Hailed as one of the most important singers of our time, Diamanda Galás has earned international acclaim for her highly original and politically charged performance works, as well as her memorable rendition of jazz and blues. A resident of New York City since 1989, she was born to Anatolian and Greek parents, who always encouraged her gift for piano. From early on she studied both classical and jazz, accompanying her father's gospel choir before joining his New Orleans-style band, and performing as a piano soloist with the San Diego Symphony at 14.

Galás first rose to international prominence with her quadrophonic performances of Wild Women with Steak Knives (1980) and the album The Litanies of Satan (1982).
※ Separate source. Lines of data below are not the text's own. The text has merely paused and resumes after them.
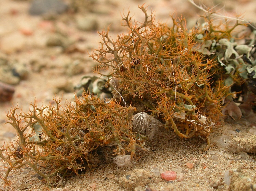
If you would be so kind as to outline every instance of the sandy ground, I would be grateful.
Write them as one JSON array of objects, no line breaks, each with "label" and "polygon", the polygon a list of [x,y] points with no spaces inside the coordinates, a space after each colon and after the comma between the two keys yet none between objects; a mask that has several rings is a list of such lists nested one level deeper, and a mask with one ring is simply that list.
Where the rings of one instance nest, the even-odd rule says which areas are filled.
[{"label": "sandy ground", "polygon": [[[64,103],[66,99],[72,99],[74,93],[57,91],[56,88],[69,84],[75,85],[83,75],[91,74],[92,67],[95,63],[88,57],[89,54],[91,49],[98,47],[100,39],[95,30],[77,29],[76,20],[85,16],[94,17],[98,23],[97,30],[100,31],[111,23],[110,33],[114,38],[117,34],[126,31],[120,24],[120,15],[123,11],[126,13],[129,8],[131,15],[134,15],[137,20],[143,20],[143,15],[138,6],[144,1],[95,1],[92,13],[85,11],[74,15],[66,14],[49,20],[44,19],[45,16],[29,15],[29,1],[1,0],[0,54],[8,60],[16,59],[20,64],[25,64],[28,74],[15,86],[12,101],[0,103],[0,146],[5,141],[16,138],[15,129],[5,123],[5,114],[13,105],[18,104],[26,112],[35,98],[39,105],[44,105],[51,101],[55,93],[62,97]],[[231,16],[243,14],[245,19],[256,21],[256,2],[254,1],[207,1],[207,5],[211,7],[219,3],[215,8],[222,14]],[[189,25],[195,23],[198,15],[201,13],[185,0],[151,0],[147,1],[146,4],[148,5],[148,10],[155,11],[156,21],[170,24],[169,15],[173,13],[177,15],[182,14],[188,19]],[[56,31],[65,34],[68,41],[74,42],[75,47],[79,51],[68,53],[60,47],[46,46],[47,40]],[[76,60],[82,66],[77,74],[75,72],[70,73],[69,67]],[[249,138],[255,131],[253,125],[242,119],[226,123],[221,129],[211,134],[211,139],[224,135],[230,139]],[[0,179],[0,190],[121,191],[126,189],[119,183],[122,177],[132,174],[133,171],[140,169],[149,173],[151,178],[148,179],[148,179],[145,185],[141,186],[139,183],[134,183],[133,187],[137,191],[145,190],[147,187],[148,191],[256,190],[255,154],[233,153],[228,148],[219,147],[213,142],[210,146],[206,149],[206,141],[199,138],[182,139],[173,132],[162,129],[158,137],[146,143],[149,151],[145,156],[138,158],[131,167],[120,167],[113,162],[102,164],[84,176],[60,179],[57,185],[51,185],[54,188],[40,179],[35,172],[27,167],[9,176],[10,187],[4,187],[3,181]],[[192,168],[191,164],[194,165]],[[160,173],[167,170],[176,172],[179,181],[161,179]],[[0,176],[4,176],[5,172],[3,168],[0,168]],[[128,190],[133,189],[130,188]]]}]

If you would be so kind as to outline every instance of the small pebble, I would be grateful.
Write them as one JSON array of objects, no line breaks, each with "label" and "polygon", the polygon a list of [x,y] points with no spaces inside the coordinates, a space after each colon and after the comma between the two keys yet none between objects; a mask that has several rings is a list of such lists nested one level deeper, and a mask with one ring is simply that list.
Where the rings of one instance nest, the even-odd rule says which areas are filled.
[{"label": "small pebble", "polygon": [[178,182],[181,182],[184,179],[184,174],[182,173],[180,173],[178,176],[178,178],[177,178],[177,180],[178,180]]},{"label": "small pebble", "polygon": [[141,186],[138,186],[134,189],[134,191],[142,191],[142,187]]},{"label": "small pebble", "polygon": [[152,189],[152,188],[148,186],[146,188],[146,190],[145,190],[145,191],[152,191],[153,190]]},{"label": "small pebble", "polygon": [[194,163],[191,162],[187,162],[187,163],[186,163],[186,165],[187,165],[187,166],[189,169],[192,169],[194,167]]},{"label": "small pebble", "polygon": [[243,158],[249,158],[250,156],[245,152],[242,151],[240,152],[240,156]]},{"label": "small pebble", "polygon": [[166,171],[161,173],[161,177],[167,180],[174,180],[176,179],[177,173],[171,171]]},{"label": "small pebble", "polygon": [[161,173],[160,170],[158,168],[153,168],[151,169],[151,172],[153,173],[156,176],[158,176],[160,175]]},{"label": "small pebble", "polygon": [[89,185],[89,186],[92,189],[95,189],[96,188],[96,184],[95,183],[91,183]]}]

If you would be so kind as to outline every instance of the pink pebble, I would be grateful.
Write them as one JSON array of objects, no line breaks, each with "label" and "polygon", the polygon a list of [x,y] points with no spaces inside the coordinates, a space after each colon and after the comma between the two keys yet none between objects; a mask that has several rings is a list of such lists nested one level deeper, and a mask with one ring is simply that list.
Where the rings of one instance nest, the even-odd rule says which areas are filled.
[{"label": "pink pebble", "polygon": [[166,171],[161,173],[161,177],[167,180],[174,180],[176,179],[177,173],[174,171]]}]

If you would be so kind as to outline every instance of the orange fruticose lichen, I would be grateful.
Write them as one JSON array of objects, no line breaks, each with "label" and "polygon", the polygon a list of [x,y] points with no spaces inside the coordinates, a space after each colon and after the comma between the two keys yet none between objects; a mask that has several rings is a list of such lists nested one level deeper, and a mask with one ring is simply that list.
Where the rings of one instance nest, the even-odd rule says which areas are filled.
[{"label": "orange fruticose lichen", "polygon": [[[49,180],[94,168],[112,156],[129,153],[132,160],[145,150],[142,139],[152,139],[158,127],[183,138],[206,139],[217,127],[222,102],[232,95],[230,85],[235,79],[241,85],[246,76],[243,65],[234,70],[228,65],[234,51],[228,39],[240,24],[222,29],[209,13],[205,28],[188,30],[182,18],[173,18],[170,27],[155,24],[153,14],[139,8],[143,22],[133,23],[128,12],[123,19],[127,34],[114,41],[108,30],[102,32],[102,42],[91,55],[99,63],[98,73],[109,72],[101,74],[108,78],[113,99],[84,93],[75,105],[62,108],[55,99],[55,106],[39,108],[34,103],[28,114],[17,114],[15,107],[7,115],[18,139],[0,149],[9,164],[6,181],[12,170],[25,165]],[[229,57],[223,53],[228,51]],[[232,64],[237,66],[235,58]]]},{"label": "orange fruticose lichen", "polygon": [[[129,12],[123,18],[128,34],[116,41],[108,31],[100,34],[101,46],[91,55],[100,63],[97,71],[109,78],[111,85],[115,82],[113,97],[124,106],[155,116],[182,137],[207,138],[221,115],[220,103],[228,88],[221,78],[212,80],[218,65],[213,58],[196,50],[196,46],[202,46],[196,36],[202,30],[188,30],[182,18],[173,18],[172,27],[156,25],[153,14],[139,8],[145,15],[142,23],[133,23]],[[204,38],[213,40],[217,33],[222,38],[230,35],[231,29],[221,31],[209,23]],[[102,69],[111,72],[101,73]],[[183,118],[174,115],[181,112]]]},{"label": "orange fruticose lichen", "polygon": [[[64,108],[60,100],[54,101],[55,106],[40,108],[35,104],[27,114],[17,114],[15,108],[7,115],[19,138],[0,150],[0,157],[9,164],[6,179],[12,170],[25,165],[47,180],[57,173],[78,174],[96,167],[106,159],[105,153],[129,151],[132,157],[133,147],[142,142],[132,132],[134,108],[88,94]],[[30,127],[32,132],[26,133]]]}]

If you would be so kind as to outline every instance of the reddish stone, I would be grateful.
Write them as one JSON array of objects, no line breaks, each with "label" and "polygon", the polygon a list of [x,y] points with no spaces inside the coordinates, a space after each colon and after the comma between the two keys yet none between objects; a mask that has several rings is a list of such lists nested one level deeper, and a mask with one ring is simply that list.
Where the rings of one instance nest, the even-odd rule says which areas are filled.
[{"label": "reddish stone", "polygon": [[176,179],[177,173],[174,171],[166,171],[161,173],[161,177],[167,180],[174,180]]},{"label": "reddish stone", "polygon": [[191,163],[191,162],[187,162],[187,163],[186,163],[186,165],[187,165],[187,166],[190,169],[192,169],[194,167],[194,163]]}]

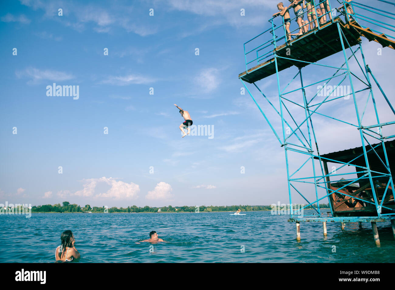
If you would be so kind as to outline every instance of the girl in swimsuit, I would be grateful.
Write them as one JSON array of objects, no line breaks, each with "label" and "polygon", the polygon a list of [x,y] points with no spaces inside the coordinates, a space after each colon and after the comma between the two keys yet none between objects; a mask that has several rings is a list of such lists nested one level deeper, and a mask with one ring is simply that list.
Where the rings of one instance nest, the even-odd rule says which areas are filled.
[{"label": "girl in swimsuit", "polygon": [[310,2],[306,2],[305,4],[305,1],[303,2],[303,7],[307,9],[307,19],[308,19],[308,22],[310,23],[310,30],[313,29],[312,20],[314,21],[314,25],[316,27],[318,26],[318,23],[317,22],[317,16],[316,16],[315,8],[313,5],[312,0],[310,0]]},{"label": "girl in swimsuit", "polygon": [[307,26],[303,22],[303,15],[305,13],[302,9],[302,6],[299,4],[303,0],[289,0],[289,1],[291,2],[291,6],[293,8],[293,12],[296,16],[295,21],[299,26],[298,35],[301,35],[303,33],[307,32]]},{"label": "girl in swimsuit", "polygon": [[68,230],[63,232],[60,236],[60,241],[61,244],[55,251],[56,261],[69,262],[74,258],[79,258],[79,253],[74,247],[75,239],[72,232]]}]

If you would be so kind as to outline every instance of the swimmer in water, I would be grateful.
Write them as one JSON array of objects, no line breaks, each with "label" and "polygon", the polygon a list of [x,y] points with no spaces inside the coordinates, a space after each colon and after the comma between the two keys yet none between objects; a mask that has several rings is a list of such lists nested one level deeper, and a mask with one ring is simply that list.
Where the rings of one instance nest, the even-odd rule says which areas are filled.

Later she created the controversial Plague Mass, a requiem for those dead and dying of AIDS, which she performed at Saint John the Divine cathedral in New York City and released as a double CD in 1991. In 1994, Led Zeppelin bassist John Paul Jones and Diamanda Galás sought each other out for a collaboration that resulted in the visionary rock album, The Sporting Life.

Galás has contributed her voice and music to Francis Ford Coppola's film, Dracula, Oliver Stones' Natural Born Killers, Spanish / Nicaraguan filmmaker Mercedes Moncada Rodriguez's El Immortal (The Immortal), as well as films by Wes Craven, Clive Barker, Derek Jarman, Hideo Nakata, and many others. In 2005, Galas was awarded Italy's first Demetrio Stratos International Career Award. Her much-anticipated CD, Guilty Guilty Guilty, a compilation of tragic and homicidal love songs, was released by Caroline in the U.S. and MUTE UK worldwide on April 1, 2008.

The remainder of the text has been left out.